Quando a gente se coloca no lugar do outro, com um pouco de cuidado e delicadeza, tudo pode parecer diferente. Um novo universo, uma nova maneira de lidar com as coisas, principalmente quando o assunto é o ser humano, podem surgir e ganhar outra dimensão.

E é exatamente isso o que faz a agente de biblioteca Cristiane Rufino. Na labuta há 12 anos, ela é responsável por cuidar do acervo Braille da Biblioteca Monteiro Lobato – que deve passar por reforma ainda neste ano –, em São Bernardo, e que agora está na Biblioteca Guimarães Rosa (Avenida João Firmino, 900), enquanto o antigo local não fica pronto.

Mas o trabalho de Cristiane não se resume a cuidar das obras em Braille, casos de O Pequeno Príncipe, 50 Tons de Cinza, Comer, Rezar, Amar e O Futuro da Humanidade, entre outros títulos disponíveis. Vai muito além.

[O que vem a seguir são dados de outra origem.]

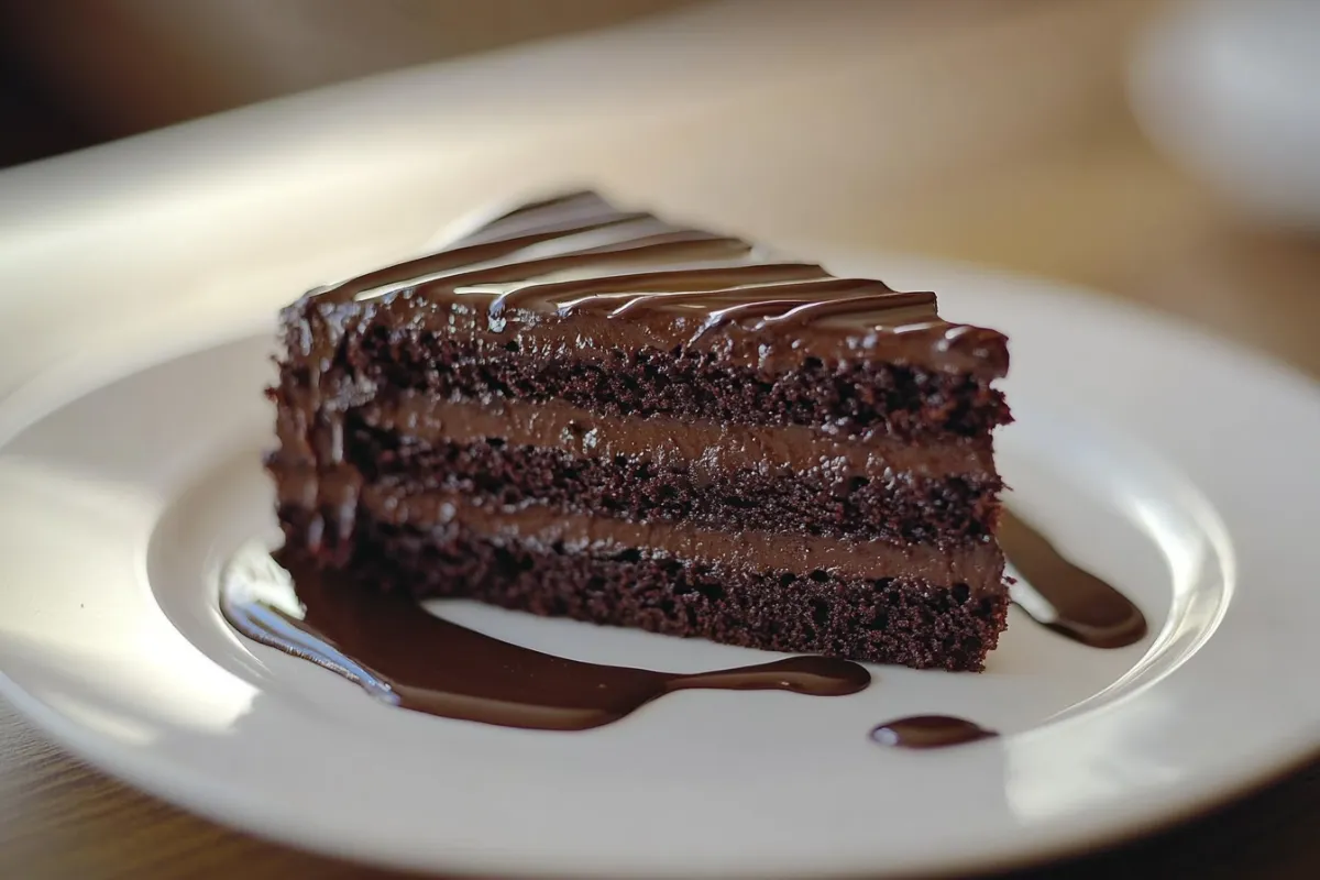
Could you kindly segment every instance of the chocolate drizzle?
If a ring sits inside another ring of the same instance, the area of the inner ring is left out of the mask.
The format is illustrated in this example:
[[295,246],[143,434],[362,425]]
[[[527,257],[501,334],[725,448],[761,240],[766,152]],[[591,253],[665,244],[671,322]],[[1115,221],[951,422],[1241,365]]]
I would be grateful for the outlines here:
[[437,253],[310,296],[327,303],[404,296],[444,311],[479,310],[491,332],[507,332],[511,319],[533,326],[583,314],[652,318],[665,346],[709,347],[713,330],[734,325],[755,338],[752,350],[760,342],[792,350],[796,335],[813,329],[936,368],[991,377],[1007,369],[1003,336],[945,322],[933,293],[840,278],[586,191],[499,214]]
[[950,715],[912,715],[878,724],[871,739],[896,748],[946,748],[998,736],[974,722]]
[[677,690],[840,697],[871,681],[863,666],[828,657],[696,674],[554,657],[437,617],[405,595],[338,583],[301,566],[285,570],[255,545],[226,566],[220,611],[244,636],[335,672],[376,699],[502,727],[601,727]]
[[[999,521],[999,545],[1031,588],[1049,603],[1053,617],[1019,606],[1049,629],[1092,648],[1126,648],[1146,637],[1146,616],[1127,596],[1065,559],[1043,534],[1008,511]],[[1014,598],[1020,595],[1014,587]]]

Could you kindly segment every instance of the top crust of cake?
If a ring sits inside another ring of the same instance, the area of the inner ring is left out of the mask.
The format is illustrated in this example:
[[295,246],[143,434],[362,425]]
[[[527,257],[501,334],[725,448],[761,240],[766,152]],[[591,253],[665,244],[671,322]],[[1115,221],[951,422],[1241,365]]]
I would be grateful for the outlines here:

Deficiente visual, a agente de 36 anos teve deslocamento de retina aos 15. Então, precisou se instalar em novo universo. Conseguiu se reinventar e seguiu em frente. Diante das dificuldades que passou, faz questão de ajudar pessoas que vivem o mesmo que ela. “Por eu ter a deficiência, tenho de ir atrás da informação. Tudo é uma troca. As pessoas que me procuram passam por um momento novo da vida delas e isso tem de ser respeitado.Tudo é muito difícil”, diz.

Mãe de dois filhos, Cristiane não para. Além de cuidar do acervo Braille, conta com a ajuda da diretora do local, Eliana Sposaro, e da encarregada de serviços de biblioteca, Sebastiana Souza. Além da inclusão social por meio dos livros Braille, e dos que são chamados audiolivros, o espaço oferece oficinas como a Brailando, que vai do dia 25 a 29, das 13h30 às 16h30. A ideia do projeto é apresentar ao público não deficiente visual os fundamentos da escrita Braille. As inscrições devem ser feitas pelo telefone 4125-1059 e a participação é gratuita.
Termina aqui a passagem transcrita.